Résiliation du contrat de travail - Préavis

a) Toute résiliation du contrat de travail implique, de part et d'autre, sauf le cas de faute grave ou de force majeure, un préavis (1).

b) La partie qui n'observera pas le préavis devra à l'autre une indemnité compensatrice égale à la rémunération qu'aurait perçue le salarié pendant la durée du préavis restant à courir s'il avait travaillé.

c) Toutefois, en cas de licenciement, toutes facilités seront accordées au salarié quittant l'entreprise pour lui permettre d'occuper l'emploi offert par un nouvel employeur. Dans ce cas, le salarié n'aura à verser aucune indemnité pour inobservation du préavis restant à courir.

d) Lorsque l'employeur prend l'initiative de la résiliation du contrat de travail, il doit signifier le préavis par lettre recommandée avec accusé de réception. La date de présentation de la lettre recommandée fixe le point de départ du délai-congé.

e) La durée du préavis est de :

- 1 mois pour les ouvriers-employés dont l'ancienneté est inférieure à 2 ans ;

- 2 mois pour les ouvriers-employés dont l'ancienneté est supérieure à 2 ans ;

- 2 mois pour les agents de maîtrise et assimilés ;

- 3 mois pour les ingénieurs et cadres.

Toutefois, pour les ingénieurs et cadres position I dont l'ancienneté est inférieure à 1 an, elle est de 1 mois.
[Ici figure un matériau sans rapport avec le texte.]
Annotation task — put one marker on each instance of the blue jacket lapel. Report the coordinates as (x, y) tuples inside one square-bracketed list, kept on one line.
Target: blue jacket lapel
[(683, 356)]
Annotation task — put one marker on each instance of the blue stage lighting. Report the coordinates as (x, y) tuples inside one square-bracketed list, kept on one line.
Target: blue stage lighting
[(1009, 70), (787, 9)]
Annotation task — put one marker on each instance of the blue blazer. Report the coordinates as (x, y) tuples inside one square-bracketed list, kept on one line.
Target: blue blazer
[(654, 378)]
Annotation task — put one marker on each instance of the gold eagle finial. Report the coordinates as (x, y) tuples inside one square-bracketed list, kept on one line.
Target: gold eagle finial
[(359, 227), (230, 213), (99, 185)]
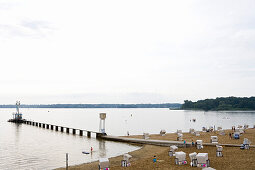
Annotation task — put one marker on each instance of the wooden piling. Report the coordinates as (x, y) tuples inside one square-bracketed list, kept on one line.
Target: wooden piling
[(88, 134)]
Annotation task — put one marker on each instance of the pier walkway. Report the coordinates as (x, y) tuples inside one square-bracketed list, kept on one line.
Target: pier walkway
[(162, 142), (68, 130)]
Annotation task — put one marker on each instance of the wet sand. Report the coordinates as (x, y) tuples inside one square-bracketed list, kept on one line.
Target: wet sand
[(233, 157)]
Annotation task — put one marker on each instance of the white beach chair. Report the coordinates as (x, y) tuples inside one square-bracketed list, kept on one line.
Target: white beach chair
[(180, 158)]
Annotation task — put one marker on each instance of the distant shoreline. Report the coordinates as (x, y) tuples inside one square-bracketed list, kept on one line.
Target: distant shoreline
[(163, 105)]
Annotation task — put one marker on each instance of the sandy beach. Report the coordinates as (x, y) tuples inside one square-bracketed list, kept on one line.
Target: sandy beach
[(233, 157)]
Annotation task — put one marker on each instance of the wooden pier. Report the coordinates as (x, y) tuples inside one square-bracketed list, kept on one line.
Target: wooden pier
[(63, 129), (162, 142)]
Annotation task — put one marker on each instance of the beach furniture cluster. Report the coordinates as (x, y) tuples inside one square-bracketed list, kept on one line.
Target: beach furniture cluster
[(246, 144), (219, 150), (146, 136), (193, 159), (162, 132), (214, 139), (199, 144), (196, 160), (202, 160), (180, 158), (179, 135), (126, 160), (192, 131), (104, 164), (173, 148)]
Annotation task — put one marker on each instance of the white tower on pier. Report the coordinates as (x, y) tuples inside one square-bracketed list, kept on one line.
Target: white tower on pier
[(102, 117), (17, 115)]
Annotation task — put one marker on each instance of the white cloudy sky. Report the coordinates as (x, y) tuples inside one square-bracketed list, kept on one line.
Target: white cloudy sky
[(63, 51)]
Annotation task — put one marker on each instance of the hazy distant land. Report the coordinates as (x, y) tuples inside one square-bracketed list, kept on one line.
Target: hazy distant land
[(163, 105), (222, 103)]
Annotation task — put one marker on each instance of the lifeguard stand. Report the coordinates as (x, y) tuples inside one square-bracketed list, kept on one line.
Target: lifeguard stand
[(102, 117)]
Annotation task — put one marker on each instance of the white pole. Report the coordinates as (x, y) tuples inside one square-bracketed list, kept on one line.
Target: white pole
[(66, 161)]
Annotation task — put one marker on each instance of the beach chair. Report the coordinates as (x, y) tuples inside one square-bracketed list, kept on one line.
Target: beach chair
[(239, 126), (180, 158), (219, 151), (162, 132), (104, 164), (202, 160), (246, 144), (191, 130), (199, 144), (214, 139), (222, 132), (179, 136), (193, 159), (173, 148), (236, 135), (146, 136), (196, 133), (178, 131), (219, 128), (211, 129), (246, 126), (126, 160)]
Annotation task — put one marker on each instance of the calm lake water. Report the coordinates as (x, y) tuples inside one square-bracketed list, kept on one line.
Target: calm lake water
[(28, 147)]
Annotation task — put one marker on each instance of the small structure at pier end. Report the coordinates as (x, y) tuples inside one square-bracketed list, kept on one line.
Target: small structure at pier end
[(17, 117)]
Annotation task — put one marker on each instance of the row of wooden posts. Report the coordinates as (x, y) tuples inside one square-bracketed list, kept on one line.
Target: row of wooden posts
[(62, 128)]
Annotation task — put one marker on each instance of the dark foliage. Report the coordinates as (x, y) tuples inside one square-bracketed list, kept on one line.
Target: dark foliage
[(222, 103)]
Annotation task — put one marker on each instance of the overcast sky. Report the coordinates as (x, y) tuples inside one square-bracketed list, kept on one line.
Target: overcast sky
[(63, 51)]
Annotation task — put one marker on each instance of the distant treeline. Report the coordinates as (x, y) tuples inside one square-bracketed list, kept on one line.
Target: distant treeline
[(164, 105), (222, 103)]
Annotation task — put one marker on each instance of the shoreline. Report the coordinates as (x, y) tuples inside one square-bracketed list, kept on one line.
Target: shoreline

En cas de démission, la durée du préavis des ouvriers est de 1 semaine et celle des employés de 1 mois.

En cas de licenciement, sauf pour une faute grave, la durée du préavis ne peut être inférieure à celle fixée par la législation en vigueur.

f) Pendant la période de préavis, les salariés sont autorisés à s'absenter dans la limite de 2 heures par jour pour rechercher un emploi.

Ces absences peuvent, à la demande du salarié, être groupées en totalité ou en partie. Elles n'entraînent aucune perte de salaire.


(1) Paragraphe étendu sans préjudice de l'application des articles L. 122-14 et suivants du code du travail (arrêté du 31 juillet 1986, art. 1er).